- Type: Formation
- Underlies: Muleros Formation
- Overlies: Del Norte Formation
- Thickness: 193 feet (59 m)

Lithology
- Primary: Shale
- Other: Siltstone, sandstone

Location
- Coordinates: 31°47′39″N 106°32′35″W﻿ / ﻿31.7940792°N 106.5430513°W
- Region: New Mexico
- Country: United States

Type section
- Named for: Smeltertown
- Named by: W.S. Strain
- Year defined: 1976

= Smeltertown Formation =

Geologic formation in New Mexico

The Smeltertown Formation is a geologic formation in New Mexico, which is particularly well exposed at Cerro de Cristo Rey near El Paso, Texas. It preserves fossils dating back to the early Cretaceous period.

==Description==
The formation consists of gray shale with some interbedded siltstone and silty limestone, with some fine grained sandstone towards the top of the formation. The total thickness is 193 feet. It rests conformably on the Del Norte Formation and is conformably overlain by the Muleros Formation.

==Fossils==
Fossils are uncommon in the formation.

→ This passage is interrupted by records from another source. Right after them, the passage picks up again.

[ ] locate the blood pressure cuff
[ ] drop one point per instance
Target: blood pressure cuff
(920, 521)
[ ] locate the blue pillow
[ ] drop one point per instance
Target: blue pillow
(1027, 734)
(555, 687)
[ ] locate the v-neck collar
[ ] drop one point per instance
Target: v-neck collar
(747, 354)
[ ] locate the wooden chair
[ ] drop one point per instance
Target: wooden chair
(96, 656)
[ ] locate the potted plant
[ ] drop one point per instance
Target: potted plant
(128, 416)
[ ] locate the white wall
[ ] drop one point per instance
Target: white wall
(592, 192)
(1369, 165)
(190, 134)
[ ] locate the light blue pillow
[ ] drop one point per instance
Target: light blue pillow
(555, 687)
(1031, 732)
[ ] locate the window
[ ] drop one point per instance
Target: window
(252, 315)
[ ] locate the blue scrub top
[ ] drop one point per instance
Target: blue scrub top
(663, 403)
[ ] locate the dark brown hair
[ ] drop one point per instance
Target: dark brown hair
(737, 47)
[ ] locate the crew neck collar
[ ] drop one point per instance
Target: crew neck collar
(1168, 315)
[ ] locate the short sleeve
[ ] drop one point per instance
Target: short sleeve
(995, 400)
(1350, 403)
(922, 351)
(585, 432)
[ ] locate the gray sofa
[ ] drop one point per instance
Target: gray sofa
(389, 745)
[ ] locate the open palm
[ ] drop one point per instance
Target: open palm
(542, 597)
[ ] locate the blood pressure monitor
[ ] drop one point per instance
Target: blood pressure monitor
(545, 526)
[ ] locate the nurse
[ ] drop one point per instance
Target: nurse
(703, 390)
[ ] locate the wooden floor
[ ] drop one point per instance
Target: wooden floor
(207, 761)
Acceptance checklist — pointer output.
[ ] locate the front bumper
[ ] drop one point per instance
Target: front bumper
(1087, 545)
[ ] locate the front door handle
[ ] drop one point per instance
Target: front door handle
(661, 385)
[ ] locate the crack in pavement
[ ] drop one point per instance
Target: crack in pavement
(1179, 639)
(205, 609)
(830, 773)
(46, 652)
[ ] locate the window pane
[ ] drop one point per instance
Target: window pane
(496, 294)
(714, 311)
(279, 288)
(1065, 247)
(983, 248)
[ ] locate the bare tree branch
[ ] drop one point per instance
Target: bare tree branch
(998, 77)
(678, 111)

However, the rare nautiloid Cymatoceras cf. C. Loeblichi Miller and Harris has been recovered from the formation, as have fossil ophiuroids (brittle stars). The formation is also the type location for the bryozoan Reptomulticava texana. The distribution of foram fossils in the formation (planktonic species more common towards the bottom and benthic species more common towards the top) suggests that the sea in the area was shallowing during deposition of the formation.